When it comes to habits or getting yourself to do something, some people believe that tough love, being highly critical of yourself, harsh-self talk, and shaming can get you to take action. It’s not sustainable and research shows that it actually is not very effective. Self-compassion actually increases motivation (especially to bounce back after a failure) Brené Brown said, “Shame corrodes the very part of us that believes we are capable of change.” What’s more, criticism and shaming especially after failure is not very effective (say, if you failed to do your habit). Practicing the elements of self-compassion (mindfulness, kindness, and common humanity) are key to being resilient after a failure- no matter how big (or small).
You can still overcome lack of motivation while holding positive self-regard without conditions and avoiding berating yourself. Self-compassion means accepting that you are lovable and great as you are. (Here’s one of many studies about how self-compassion can help you make progress as it relates to exercise. There are many more across categories of life and habit change).

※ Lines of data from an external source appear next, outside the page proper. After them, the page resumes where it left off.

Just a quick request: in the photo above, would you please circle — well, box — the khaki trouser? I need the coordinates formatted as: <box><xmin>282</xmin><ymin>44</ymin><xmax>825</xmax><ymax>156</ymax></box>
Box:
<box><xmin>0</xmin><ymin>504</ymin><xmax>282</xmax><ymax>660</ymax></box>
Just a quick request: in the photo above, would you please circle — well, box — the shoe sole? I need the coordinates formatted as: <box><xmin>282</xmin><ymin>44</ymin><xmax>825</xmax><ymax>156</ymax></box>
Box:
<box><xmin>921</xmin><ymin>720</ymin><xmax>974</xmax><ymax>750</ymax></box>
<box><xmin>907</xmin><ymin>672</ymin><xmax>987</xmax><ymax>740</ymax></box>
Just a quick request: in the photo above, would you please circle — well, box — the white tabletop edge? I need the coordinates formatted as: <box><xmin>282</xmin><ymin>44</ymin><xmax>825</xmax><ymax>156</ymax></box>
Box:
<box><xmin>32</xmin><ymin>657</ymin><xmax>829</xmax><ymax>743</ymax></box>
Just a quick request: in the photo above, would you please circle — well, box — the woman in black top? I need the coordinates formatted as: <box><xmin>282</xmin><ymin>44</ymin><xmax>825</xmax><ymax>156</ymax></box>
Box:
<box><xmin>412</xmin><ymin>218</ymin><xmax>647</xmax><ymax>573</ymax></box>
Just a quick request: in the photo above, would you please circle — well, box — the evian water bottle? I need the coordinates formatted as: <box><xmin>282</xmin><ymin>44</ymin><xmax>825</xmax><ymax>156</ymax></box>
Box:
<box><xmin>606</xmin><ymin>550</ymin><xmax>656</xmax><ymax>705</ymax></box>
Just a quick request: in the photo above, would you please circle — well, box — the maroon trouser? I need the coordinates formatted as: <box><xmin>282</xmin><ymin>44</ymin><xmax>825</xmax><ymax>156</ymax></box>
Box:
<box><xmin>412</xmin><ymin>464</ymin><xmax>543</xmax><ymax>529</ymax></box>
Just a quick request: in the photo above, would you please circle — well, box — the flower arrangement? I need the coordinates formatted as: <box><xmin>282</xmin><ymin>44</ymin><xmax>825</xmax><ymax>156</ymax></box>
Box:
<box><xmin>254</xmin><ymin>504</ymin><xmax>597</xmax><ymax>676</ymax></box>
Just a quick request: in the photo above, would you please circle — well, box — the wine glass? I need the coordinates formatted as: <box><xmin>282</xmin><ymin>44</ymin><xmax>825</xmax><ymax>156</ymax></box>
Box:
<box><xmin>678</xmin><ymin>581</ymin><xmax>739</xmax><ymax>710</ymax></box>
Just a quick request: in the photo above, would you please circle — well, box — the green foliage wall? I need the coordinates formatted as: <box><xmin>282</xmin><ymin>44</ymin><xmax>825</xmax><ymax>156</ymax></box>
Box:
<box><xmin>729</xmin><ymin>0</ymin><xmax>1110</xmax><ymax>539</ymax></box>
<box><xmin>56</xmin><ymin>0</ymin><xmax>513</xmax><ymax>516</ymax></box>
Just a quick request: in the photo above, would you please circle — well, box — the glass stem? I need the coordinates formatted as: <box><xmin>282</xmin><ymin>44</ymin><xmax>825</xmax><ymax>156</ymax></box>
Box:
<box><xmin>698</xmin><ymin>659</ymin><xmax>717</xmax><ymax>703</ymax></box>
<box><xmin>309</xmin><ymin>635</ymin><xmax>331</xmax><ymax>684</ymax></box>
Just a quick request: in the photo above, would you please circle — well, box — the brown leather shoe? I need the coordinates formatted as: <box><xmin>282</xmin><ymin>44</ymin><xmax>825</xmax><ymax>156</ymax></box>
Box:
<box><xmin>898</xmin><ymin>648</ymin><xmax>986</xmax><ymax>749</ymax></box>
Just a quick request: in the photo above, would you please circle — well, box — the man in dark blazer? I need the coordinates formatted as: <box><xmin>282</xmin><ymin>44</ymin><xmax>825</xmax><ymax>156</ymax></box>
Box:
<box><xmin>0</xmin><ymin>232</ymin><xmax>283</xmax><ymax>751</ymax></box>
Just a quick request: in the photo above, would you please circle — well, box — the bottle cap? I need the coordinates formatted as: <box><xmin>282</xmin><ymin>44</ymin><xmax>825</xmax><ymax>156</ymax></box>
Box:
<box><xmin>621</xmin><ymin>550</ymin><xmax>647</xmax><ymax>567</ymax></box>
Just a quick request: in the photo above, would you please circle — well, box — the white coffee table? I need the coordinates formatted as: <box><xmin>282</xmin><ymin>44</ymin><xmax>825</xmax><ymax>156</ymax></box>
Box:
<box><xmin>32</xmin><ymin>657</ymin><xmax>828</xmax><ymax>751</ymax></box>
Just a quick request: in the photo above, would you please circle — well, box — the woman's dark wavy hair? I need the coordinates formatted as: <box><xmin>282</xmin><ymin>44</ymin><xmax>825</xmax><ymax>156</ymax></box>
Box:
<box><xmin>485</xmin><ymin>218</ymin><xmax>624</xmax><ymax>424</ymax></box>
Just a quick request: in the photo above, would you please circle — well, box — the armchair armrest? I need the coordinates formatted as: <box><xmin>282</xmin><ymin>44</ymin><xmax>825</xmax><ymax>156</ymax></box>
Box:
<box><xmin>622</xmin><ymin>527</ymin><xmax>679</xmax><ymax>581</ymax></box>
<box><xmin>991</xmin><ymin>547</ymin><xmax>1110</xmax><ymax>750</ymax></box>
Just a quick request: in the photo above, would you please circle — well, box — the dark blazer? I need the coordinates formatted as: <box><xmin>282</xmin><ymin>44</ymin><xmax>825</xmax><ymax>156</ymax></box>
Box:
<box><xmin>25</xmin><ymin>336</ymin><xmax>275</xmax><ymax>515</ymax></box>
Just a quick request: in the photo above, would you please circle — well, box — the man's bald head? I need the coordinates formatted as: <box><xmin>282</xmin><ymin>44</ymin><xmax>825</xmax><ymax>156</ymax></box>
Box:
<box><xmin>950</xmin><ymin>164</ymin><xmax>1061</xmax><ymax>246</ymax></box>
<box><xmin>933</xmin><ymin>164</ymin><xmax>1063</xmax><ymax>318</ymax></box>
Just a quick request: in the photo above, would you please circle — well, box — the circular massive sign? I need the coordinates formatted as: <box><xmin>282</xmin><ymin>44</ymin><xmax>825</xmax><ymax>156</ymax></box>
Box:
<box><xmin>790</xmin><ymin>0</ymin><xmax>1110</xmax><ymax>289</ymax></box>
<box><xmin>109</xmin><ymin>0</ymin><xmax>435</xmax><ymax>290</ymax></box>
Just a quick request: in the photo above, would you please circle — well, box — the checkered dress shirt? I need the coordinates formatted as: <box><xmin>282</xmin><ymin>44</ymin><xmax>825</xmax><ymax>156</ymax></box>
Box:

Getting yourself to rise to the occasion to do a habit may look like considering the long term and big picture which is part of self-compassion. Showing up for yourself IS a form of self-compassion. Again, self-compassion is not letting yourself off the hook; that is self-indulgence. “I’ll just relax and skip this workout.” That’s not self-compassion. Self-compassion is, “I accept myself as a valuable human regardless if I do this workout or not, but I still am committed to doing this workout.”
I don’t know, I could try and argue the point that self-compassion and getting motivated to do a habit aren’t as related as we think. Maybe that’s something else altogether. Self-talk does matter for showing up. Self-talk is a part of self-compassion, but it’s not the same thing at all. I’ll leave that for another day, but writing this article has given me more to think about :)! I’d love to hear your thoughts!
Self-compassion does correlate with how you treat yourself during the workout, after the workout, if you don’t do the workout, (exchange workout or whatever the thing is that you’re doing). Self-compassion does relate to the self-talk involved with doing your workout, but is not a copout for skipping the workout.